Indian Masks - Their Role in Native American Culture

Indian or Native American masks were made for ceremonies, decoration, war rituals, shaman rituals, rituals initiating young man into the tribe, in healing rituals, in entertainment, given as gifts and spiritual rituals. Masks could be made for a ceremony where one chief of one tribe gives gifts to a chief from another tribe. Native Americans believed that the person wearing a mask was taken over by the spirit that mask represents.

In tribe usually, a male of high status, with a lot of skill, makes the masks in isolation. Mask represent a characteristic or an animal and is decorated with paint, feathers, fur, straw, leather, or leaves. Trained dancers would wear the masks and perform legend stories.

Indian Cherokeelong Face Mask

At first, masks were made using traditional tools for shaping, like bone and rock, but after the arrival of Europeans, Native Americans started using new tools for better precision.

Women and children were allowed to watch the ceremony as entertainment but were not allowed to know the meaning of the mask and the story told. Rituals could be limited to only certain members of the tribe.

The chief of the tribe wears the most powerful mask of an eagle.

Native American masks can represent:

  • characteristic
  • portrait – represents a certain person
  • status
  • spirit
  • animal – clan descended from some animal

Masks could be:

  • single – from a single piece of wood
  • mechanical – with moveable parts, like eyes open and shut
  • transformational – when closed one mask it could reveal another mask

Meaning of the mask's colors is:

  • red – represents happiness and faith
  • yellow and orange – represents intellect
  • green – represents healing, harmony, and nature
  • purple – represents mystery and magic
  • black – represents victory and success
  • white – represents light and purity
  • blue – represents intuition and wisdom

Kwakwaka’wakw tribe live in British Columbia on northern Vancouver Island. Their masks were an important part in dance, and it represented a character conveyed by the dancer. They have masks like Hamatsa (raven-cannibal), Sun Mask, Moon mask, etc.

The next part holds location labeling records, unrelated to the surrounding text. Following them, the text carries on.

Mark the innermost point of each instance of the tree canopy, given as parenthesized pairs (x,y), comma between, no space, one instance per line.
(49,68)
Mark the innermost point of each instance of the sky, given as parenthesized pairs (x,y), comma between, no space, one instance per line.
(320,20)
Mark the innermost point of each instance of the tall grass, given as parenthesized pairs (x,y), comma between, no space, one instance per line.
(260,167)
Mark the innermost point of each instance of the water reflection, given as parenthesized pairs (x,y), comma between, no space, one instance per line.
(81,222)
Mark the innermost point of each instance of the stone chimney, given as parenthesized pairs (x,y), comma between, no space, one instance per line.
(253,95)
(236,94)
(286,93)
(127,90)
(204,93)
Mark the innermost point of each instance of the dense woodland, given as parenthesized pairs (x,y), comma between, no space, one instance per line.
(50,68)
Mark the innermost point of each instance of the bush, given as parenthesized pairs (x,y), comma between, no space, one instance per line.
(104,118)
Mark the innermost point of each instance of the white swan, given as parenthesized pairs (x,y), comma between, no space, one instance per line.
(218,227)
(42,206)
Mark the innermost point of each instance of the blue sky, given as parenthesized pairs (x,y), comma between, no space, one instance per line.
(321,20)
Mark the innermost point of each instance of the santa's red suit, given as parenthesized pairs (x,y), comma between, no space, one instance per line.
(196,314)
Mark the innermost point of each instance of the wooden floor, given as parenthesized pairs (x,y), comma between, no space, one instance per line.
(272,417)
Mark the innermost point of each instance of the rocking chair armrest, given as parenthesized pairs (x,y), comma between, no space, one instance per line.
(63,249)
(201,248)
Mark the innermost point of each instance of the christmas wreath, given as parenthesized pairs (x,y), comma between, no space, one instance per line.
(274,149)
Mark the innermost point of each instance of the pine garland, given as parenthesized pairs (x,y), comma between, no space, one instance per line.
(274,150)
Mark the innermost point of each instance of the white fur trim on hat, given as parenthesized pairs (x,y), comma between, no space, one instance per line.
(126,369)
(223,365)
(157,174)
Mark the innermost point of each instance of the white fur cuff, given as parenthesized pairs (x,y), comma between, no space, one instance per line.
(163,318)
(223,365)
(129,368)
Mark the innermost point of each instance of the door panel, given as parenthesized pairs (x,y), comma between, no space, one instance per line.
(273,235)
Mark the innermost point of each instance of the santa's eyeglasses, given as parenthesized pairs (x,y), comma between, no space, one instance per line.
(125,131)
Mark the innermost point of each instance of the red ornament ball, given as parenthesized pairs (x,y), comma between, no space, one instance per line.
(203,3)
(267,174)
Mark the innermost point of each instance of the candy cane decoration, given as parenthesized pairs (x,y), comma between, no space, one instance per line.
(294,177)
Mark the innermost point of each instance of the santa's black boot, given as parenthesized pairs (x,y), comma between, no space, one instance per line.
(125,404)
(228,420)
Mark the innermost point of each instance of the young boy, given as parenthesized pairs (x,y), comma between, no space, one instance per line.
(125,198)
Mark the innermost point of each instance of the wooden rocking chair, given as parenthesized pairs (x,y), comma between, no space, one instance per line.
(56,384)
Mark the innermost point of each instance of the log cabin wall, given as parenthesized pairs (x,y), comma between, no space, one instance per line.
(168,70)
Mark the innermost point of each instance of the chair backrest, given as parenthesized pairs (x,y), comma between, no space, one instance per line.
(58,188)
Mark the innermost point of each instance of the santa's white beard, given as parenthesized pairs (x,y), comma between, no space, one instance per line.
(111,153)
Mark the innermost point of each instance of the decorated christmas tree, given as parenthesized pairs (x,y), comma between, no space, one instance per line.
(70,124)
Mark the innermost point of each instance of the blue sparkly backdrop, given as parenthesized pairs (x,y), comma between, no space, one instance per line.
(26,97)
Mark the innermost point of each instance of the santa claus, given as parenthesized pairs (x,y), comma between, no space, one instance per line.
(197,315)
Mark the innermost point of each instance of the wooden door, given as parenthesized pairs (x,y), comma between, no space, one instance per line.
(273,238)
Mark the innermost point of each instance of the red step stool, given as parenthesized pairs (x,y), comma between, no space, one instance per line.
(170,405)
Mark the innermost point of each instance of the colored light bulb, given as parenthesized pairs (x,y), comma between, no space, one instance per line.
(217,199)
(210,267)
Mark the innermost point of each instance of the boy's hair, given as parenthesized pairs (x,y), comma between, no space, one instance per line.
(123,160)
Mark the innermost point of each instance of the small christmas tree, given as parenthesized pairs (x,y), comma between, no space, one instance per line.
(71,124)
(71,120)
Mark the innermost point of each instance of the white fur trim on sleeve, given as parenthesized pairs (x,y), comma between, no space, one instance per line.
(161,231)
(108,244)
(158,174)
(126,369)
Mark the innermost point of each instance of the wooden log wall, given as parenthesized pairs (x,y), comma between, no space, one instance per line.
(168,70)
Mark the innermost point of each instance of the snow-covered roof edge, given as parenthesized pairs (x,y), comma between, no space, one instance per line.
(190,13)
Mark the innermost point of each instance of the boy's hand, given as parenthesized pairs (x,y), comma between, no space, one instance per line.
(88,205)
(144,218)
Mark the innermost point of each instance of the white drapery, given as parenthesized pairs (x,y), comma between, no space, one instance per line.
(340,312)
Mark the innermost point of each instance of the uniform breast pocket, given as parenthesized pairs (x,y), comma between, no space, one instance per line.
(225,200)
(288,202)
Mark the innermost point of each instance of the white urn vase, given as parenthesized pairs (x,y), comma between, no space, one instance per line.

Pueblos is Native American community of tribes: Hopi, Zuni, Laguna Pueblo, Acoma Pueblo and Tewa Village. Kachinas are spirits and representations of things in the real world, from ancestor to natural elements. They can have humanlike features, like have children. They can bring health, protection, fertility, good luck, etc. These people make masks representing all kind of kachinas for ritual dances, made from fur, feathers, leather, or leaves. They are supernatural beings making a line between mortals and gods in everyday things. These spirits are impersonated during ceremonial dances by a man dressed up in mask and costume. They believe that they lost their identity and kachina spirit takes over.

Iroquois are Native American confederacy of tribes: Mohawk, Seneca, Cayuga, Tuscarora, Oneida, and Onondaga. They made wooden “false face” masks. These masks were used in healing rituals, invoking the spirit of an old hunch-backed man offering him tobacco and corn mush. The invoke being will protect people from illness and fierce winds. The man who is making the mask is guided by this spirit to find the right wood in the forest for the mask. The mask is carved on the living tree and is removed when finished, so it is considered to be a living representation of a spirit. When the mask is not worn, it is treated as living being. People who were cured could become members of The False Face Society. The mask is painted black and red, has a bent nose, deep set eyes accented by metal, hair and tobacco tied above the forehead. The ritual is done twice a year, in spring and fall. People go with this mask through the community to chase off evil spirits and diseases. If someone is sick tobacco is burned, and wood ashes are thrown over him.